Figure 2. Global Human Settlement Layer overlay with Layoun Refugee Camp boundary. White indicates measured human settlement.

The images above are an example of a refugee settlement in Algeria. The area in blue in the NW corner is the settlement; the area in the SW is a nearby town. However, this settlement is not identified in the Global Human Settlement Footprint, although this specific settlement has existed since at least 2001.

Hypotheses:

I expect that settlements not detected by GHSL will have a different and less distinct spectral signature than settlements detected by GHSL. By “distinct,” I am referring to how different the spectral signature in the settlement is to the spectral signature immediately around the settlement. By “different” spectral signature, I am referring to the concept that the classification in GHSL is looking for a specific type of spectral signature, and that this does not match the spectral signature found in the settlements indicated by OSM. I also expect that settlements not detected by GHSL will be further from known roads and high density urban areas than settlements detected by GHSL.

Approaches & Analyses:

With my OSM data, I can use these vector boundaries to analyze the spatial and spectral patterns of these settlements. I will analyze the size of these settlements, the spectral signature in these settlements, proximity to resources (roads, water, cities).

With the global population dataset, I can identify pixel clusters that indicate settlements, and perform similar analysis to identify size, spectral signature, and proximity to resources.

While these analysis can help me identify the differences between these settlements, I also still need to analyze the classification methods of GHSL to understand why these differences might be significant and have resulted in different settlement detections.

Expected Outcome:

I will need to present the statistical relationships between the refugee settlements that are and are not detected in my target population dataset. Because I’m also seeking to understand why these settlements are excluded in the classification, I will need to connect the spatial relationships that I find with the classification methods that GHSL uses. This will be a more verbal description, but I plan to make maps to illustrate these spatial relationships and characteristics. These relationships and characteristics include settlement size, border complexity, proximity to roads, and spectral signature.

Significance:

This project addresses the exclusion of settlements and populations within various global datasets. This has a greater relevance given that so much derived data relies on this, whether for distributing aid and resources, analyzing displacement, or understanding human migration. By understanding what factors contribute to the inclusion or exclusion includes settlements in these datasets, more users can understand the limitations of what is possible to detect and where the gaps in population detection is more likely to occur.

Level of preparation:

I have substantial experience with ArcInfo products.
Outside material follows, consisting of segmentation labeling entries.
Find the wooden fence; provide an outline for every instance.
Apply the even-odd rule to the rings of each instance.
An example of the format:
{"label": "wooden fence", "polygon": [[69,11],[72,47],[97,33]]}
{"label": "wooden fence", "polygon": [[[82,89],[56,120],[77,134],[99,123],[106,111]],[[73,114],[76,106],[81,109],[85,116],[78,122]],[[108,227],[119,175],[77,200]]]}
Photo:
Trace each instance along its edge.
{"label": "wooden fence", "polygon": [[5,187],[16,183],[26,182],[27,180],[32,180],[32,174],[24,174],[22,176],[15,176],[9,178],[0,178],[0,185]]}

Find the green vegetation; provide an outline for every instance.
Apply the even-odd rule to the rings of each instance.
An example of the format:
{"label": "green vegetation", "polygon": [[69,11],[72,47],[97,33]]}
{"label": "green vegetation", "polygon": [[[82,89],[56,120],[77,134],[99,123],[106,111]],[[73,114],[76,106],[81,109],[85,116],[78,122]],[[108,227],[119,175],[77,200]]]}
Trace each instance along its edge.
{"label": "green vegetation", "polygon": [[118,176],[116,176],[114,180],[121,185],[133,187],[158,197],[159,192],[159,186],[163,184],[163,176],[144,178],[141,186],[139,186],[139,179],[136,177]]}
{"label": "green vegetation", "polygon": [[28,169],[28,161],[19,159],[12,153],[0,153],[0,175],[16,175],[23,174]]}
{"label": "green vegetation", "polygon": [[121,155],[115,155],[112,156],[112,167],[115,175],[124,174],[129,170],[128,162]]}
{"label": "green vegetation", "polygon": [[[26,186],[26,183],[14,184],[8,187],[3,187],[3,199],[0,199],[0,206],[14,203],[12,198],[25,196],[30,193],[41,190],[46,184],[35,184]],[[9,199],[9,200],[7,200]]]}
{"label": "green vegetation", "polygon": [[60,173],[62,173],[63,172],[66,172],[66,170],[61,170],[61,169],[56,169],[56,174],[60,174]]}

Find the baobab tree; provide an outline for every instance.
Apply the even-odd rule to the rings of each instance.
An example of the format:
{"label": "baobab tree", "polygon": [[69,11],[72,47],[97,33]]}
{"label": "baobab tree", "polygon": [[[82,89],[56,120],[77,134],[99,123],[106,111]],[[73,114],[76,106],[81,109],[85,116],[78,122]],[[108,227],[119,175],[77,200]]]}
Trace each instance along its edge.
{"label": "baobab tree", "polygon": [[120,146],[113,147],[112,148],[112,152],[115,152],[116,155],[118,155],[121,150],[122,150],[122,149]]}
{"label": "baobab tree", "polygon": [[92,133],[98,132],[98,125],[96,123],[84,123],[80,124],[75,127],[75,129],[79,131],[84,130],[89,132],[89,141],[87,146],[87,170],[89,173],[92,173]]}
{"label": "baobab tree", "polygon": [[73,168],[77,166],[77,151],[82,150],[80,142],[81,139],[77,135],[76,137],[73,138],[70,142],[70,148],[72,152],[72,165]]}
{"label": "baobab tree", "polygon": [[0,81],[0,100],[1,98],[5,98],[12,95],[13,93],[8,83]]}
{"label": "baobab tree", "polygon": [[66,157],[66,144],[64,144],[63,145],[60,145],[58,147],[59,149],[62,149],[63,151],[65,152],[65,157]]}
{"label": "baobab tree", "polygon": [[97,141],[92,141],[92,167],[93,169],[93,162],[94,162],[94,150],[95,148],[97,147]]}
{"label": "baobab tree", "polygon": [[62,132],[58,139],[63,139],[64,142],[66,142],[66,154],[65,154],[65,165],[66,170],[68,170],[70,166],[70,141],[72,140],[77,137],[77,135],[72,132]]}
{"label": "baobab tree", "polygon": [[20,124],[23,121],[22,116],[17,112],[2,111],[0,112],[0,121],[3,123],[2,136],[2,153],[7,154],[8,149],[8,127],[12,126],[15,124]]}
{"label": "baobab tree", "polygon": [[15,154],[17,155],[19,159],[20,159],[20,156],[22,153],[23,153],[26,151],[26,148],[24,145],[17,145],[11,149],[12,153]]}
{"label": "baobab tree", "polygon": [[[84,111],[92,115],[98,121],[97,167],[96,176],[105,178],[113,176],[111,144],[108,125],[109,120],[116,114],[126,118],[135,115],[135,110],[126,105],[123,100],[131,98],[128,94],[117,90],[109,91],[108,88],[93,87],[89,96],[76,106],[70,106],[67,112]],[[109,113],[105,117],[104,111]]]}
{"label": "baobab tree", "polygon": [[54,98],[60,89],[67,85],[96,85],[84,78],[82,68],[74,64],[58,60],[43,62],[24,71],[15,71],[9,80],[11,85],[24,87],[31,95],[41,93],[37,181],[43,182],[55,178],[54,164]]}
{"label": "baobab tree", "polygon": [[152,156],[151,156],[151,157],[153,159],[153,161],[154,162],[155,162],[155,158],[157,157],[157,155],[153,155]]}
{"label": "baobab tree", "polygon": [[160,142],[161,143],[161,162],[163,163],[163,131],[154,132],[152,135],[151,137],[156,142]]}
I’ve been using ArcGIS Pro for over a year now, and prior to that I spent 2 years working with ArcMap daily in a professional capacity, took three classes that exclusively taught in the ArcDesktop interface, and employed ArcInfo for projects in multiple other classes. My image processing skills are also extensive, ranging from two classes using ENVI Classic, a GIS internship that included georeferencing satellite imagery, and most recently a class and outside research using Google Earth Engine. My experience with R is limited to a summer research project in 2016. I have some basic programming in GIS skills (very limited ArcPy use but recent and frequent ModelBuilder use) and will be learning more throughout this term as a participant in Robert Kennedy’s GIS Programming class.